Lorde leu, ainda, a americana Nuar Alsadir, a italiana Natalia Ginzburg e a suíça Fleur Jaeggy, dentre outras autoras. É também admiradora de Joan Didion, que reverencia desde a era Melodrama.

A cantora hoje vive em Nova York, depois de ter passado um período em Londres, e tem a metrópole americana como inspiração. "Estava morando na cidade pela primeira vez de verdade e passava muito tempo em espaços comuns. É por isso que você mora em Nova York: para medir essa temperatura compartilhada e entender o que está acontecendo com um grupo inteiro de pessoas, porque você não tem seu próprio espaço", elabora Lorde.

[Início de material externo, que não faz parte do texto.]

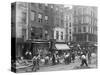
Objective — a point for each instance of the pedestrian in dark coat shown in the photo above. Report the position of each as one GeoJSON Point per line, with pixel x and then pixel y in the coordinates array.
{"type": "Point", "coordinates": [84, 61]}
{"type": "Point", "coordinates": [53, 59]}
{"type": "Point", "coordinates": [73, 57]}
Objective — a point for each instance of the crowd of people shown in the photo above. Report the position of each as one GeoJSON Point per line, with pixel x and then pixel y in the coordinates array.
{"type": "Point", "coordinates": [54, 58]}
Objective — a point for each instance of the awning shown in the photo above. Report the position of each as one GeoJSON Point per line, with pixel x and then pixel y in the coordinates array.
{"type": "Point", "coordinates": [62, 46]}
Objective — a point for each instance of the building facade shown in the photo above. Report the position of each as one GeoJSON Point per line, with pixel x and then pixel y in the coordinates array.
{"type": "Point", "coordinates": [68, 23]}
{"type": "Point", "coordinates": [85, 24]}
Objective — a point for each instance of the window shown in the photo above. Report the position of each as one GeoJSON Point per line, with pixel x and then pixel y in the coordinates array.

"Como artista, é incrível ter acesso a essas diferentes consciências e sistemas nervosos, em estreita proximidade, todos os dias. As pessoas foram bastante inspiradoras para a fúria do álbum", lembra a cantora. "A beleza dos corpos em sincronia, seja ao atravessar a rua ao mesmo tempo ou pegar a escada rolante para o metrô de uma forma meio coreografada."

Essa leitura, porém, não veio romantizada. "Há uma economia na poesia da cidade e pensei nisso enquanto fazia Virgin, tentei não adornar em excesso. Às vezes, o que é bonito é o lixo em um saco transparente, sabe. Não precisa ser algo bonito de verdade."